KUALA LUMPUR: AEON Credit Service (M) Bhd is tapping into the five-million strong loyalty card membership database under the Aeon group of companies to boost usage of its e-money card in Aeon malls and expand the company’s business.
The Aeon Member Plus Visa Card, introduced in November last year, has already secured 700,000 cardholders, while its new e-wallet has recorded over 200,000 downloads.
Aeon Credit chairman Ng Eng Kiat said the group’s focus this year would be on consolidating the Aeon group database and to integrate the loyalty member programme to its Aeon Member Plus Card.
The e-money card, he added, was on target to hit one million cardholders by November this year – one year after the launch.
“We also want to expand the M40 segment of our customer base and the key segments expected to drive this growth are personal finance, vehicle financing and credit cards,” he told reporters after the group’s AGM yesterday.
The non-bank financial services provider had posted a 18.5% rise in pre-tax profit of RM472.2mil for the financial year ended Feb 28, 2019 (FY19) from RM398.3mil a year ago.
Net profit rose by 18.2% to RM354.6mil from RM300.1mil during the period while revenue grew by 10.6% to RM1.37bil.
The better FY19 performance was supported by its ongoing efforts to improve customer loyalty through new product offerings targeted at the B40 segment – its biggest market – and the M40 segment. At the moment, the group’s customer base is at a 65:35 ratio of B40 to M40, with Aeon Credit looking to boost the M40 segment to achieve a 60:40 ratio over the next two years.
Chief strategy officer Ajith Jayaram said the group was looking at partnerships for its e-wallet and e-money card, but would focus on expanding its memberships first.
The potential partners, he said, could be in areas of telecommunications, transportation or petrol companies in order to add more value for customers.
We have identified potential partners but have not begun talks at the moment,” he said.
Moving forward, CFO Lee Kit Seong said while the business was “fairly stable”, external factors such as global trade tensions could impact growth. “We expect to be able to maintain our financial performance this year,” he said.

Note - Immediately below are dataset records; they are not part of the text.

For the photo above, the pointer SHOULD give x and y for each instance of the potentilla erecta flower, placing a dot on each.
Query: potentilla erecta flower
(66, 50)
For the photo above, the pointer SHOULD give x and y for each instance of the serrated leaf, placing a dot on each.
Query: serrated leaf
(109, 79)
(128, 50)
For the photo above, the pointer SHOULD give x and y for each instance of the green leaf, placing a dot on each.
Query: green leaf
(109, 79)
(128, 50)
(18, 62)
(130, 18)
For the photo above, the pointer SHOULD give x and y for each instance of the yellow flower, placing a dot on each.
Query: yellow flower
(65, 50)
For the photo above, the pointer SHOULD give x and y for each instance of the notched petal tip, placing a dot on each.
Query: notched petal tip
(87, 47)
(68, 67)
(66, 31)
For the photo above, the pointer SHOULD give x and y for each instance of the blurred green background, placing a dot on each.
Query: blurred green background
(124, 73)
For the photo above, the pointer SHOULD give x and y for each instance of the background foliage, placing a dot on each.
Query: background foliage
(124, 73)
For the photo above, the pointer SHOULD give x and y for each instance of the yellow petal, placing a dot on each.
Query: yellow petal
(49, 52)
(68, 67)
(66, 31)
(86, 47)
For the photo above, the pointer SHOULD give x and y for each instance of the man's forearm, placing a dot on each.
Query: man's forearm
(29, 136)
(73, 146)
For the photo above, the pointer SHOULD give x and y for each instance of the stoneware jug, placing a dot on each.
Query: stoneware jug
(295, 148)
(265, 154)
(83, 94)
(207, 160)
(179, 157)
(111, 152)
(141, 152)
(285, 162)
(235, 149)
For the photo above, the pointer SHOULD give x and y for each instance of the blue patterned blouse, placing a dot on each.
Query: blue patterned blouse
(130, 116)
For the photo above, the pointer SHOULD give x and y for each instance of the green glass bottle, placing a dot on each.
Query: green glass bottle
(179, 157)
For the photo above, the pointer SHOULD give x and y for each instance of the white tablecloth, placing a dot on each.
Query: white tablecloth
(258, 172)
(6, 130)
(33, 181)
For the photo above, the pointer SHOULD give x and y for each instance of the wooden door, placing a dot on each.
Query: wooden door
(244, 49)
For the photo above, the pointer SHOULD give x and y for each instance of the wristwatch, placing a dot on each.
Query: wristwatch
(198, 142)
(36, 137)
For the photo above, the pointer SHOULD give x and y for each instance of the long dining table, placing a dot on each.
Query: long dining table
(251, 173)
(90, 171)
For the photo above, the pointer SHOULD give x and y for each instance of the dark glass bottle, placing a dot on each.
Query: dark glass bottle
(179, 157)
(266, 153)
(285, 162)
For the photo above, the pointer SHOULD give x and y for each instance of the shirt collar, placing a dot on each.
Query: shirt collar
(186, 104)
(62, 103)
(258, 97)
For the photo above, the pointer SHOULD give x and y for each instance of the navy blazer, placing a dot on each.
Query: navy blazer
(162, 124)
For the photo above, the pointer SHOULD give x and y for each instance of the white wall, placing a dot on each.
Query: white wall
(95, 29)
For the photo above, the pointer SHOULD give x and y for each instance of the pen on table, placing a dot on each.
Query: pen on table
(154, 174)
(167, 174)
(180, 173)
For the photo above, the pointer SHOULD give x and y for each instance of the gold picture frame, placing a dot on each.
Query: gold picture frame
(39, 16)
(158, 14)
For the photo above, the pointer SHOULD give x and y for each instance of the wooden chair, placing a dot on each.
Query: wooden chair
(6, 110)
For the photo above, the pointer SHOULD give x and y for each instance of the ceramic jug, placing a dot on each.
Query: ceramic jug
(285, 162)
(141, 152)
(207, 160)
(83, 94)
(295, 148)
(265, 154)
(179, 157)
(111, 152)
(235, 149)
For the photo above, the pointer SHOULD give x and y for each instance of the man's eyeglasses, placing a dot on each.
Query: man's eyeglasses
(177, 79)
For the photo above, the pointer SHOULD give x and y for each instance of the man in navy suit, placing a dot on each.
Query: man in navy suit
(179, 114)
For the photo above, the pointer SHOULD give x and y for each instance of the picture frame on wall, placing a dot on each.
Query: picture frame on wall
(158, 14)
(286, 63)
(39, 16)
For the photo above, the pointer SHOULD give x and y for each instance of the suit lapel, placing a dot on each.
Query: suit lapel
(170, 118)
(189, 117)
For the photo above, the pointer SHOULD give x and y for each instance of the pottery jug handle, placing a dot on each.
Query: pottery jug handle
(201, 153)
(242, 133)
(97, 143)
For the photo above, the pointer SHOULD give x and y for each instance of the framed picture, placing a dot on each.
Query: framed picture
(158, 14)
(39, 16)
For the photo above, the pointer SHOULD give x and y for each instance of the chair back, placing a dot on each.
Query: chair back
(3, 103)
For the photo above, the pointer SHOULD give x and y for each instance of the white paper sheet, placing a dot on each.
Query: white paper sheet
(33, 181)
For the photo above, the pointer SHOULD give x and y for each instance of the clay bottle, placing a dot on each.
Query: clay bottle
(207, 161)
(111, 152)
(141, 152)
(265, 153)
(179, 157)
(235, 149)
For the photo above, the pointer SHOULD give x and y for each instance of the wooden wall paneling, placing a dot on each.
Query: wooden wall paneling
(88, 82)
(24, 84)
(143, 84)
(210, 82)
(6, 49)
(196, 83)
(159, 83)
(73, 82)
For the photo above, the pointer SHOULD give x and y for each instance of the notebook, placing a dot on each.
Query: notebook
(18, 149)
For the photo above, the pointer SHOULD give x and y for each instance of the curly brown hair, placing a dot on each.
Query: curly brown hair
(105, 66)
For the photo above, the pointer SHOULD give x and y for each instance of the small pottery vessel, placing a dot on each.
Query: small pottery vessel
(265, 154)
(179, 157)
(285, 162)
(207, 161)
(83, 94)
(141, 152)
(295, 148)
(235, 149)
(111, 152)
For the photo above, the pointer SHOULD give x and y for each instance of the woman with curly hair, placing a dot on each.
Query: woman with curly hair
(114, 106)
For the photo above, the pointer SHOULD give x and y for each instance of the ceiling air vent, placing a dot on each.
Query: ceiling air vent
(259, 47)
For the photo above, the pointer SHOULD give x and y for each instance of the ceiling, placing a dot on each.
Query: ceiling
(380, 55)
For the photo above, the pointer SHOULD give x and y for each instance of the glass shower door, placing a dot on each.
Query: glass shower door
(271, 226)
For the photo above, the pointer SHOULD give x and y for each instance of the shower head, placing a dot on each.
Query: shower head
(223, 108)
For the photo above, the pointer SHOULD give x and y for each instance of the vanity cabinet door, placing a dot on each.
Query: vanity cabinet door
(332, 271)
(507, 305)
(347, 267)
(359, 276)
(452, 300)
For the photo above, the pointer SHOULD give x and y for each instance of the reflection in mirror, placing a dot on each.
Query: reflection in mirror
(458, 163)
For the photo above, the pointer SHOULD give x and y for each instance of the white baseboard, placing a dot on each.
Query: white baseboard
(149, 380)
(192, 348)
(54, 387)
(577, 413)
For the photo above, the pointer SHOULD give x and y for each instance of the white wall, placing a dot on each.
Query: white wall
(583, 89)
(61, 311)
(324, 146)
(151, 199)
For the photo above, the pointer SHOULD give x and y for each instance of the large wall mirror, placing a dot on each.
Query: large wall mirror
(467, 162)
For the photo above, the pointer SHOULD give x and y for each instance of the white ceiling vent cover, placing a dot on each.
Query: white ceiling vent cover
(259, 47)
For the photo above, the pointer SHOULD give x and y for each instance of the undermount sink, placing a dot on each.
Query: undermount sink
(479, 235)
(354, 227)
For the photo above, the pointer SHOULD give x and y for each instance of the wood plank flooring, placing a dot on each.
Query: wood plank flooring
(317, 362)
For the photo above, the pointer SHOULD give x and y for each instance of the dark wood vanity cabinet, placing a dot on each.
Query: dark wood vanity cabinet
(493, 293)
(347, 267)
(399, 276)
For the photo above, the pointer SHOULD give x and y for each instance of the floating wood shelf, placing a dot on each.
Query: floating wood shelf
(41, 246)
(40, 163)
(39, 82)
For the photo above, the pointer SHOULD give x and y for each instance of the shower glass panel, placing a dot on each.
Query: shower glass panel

On capital expenditure, he noted the company was on track for its planned investment of RM150mil between FY18 and FY20.
This year, he says the investments would be focused on executing improvements to its IT infrastructure as well as fintech and digital solutions.
The company also announced the appointment of its new MD, Yuro Kisaka, who was previously MD of Aeon Microfinance (Myanmar) Co Ltd. He takes over from Kenji Fujita who has taken on a new role in Aeon Thailand.